In October 2015, the Council released the MENA Design Outlook 2015 Report, offering a comprehensive analysis of the Middle East's design industry. In May 2016, it released the MENA Design Education Outlook Report, which provides an insight into the design education landscape of the MENA region. The MENA Design Education Outlook focuses on six key design markets in the region including the UAE, Qatar, Lebanon, Jordan, and Kuwait.

In November 2016, Nez Gebreel stepped down as CEO of the council after a two-year tenure. In February 2017, Jazia Al Dhanhani was appointed CEO. In May 2021, after a government shake-up, the Dubai Design and Fashion Council was dissolved (decree 14).

==Activities==

The council was set up as a joint effort of the Dubai Executive Council and (Dubai Creative Clusters Authority) to develop a road map for the design and fashion industry. One of the council's initial mandates was to deliver a comprehensive strategy outlining and guiding the growth and development of Dubai's fashion industry.

The Council helps connect talent to their core market through guidance and access to the best business minds in the creative industry.

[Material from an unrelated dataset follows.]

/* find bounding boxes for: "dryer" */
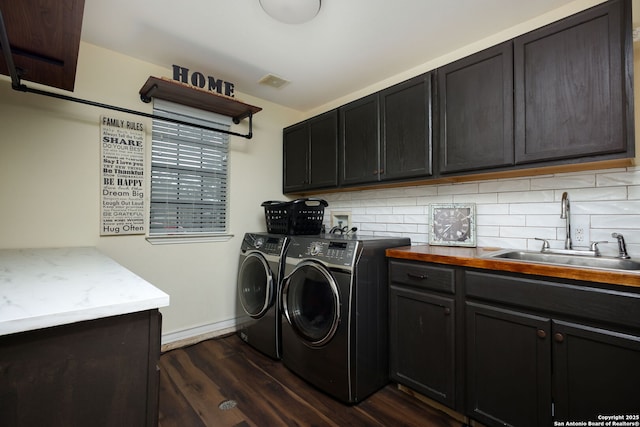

It supports designers in putting together the business model, attracting funds, and sourcing manufacturing and production units. Members of the Council board — a mix of corporate and creative individuals — are on hand to help. The council also works towards developing Intellectual Property laws in the region and implementing them through educating its members and the community.

Part of the council's mandate is also to start a design school in the region.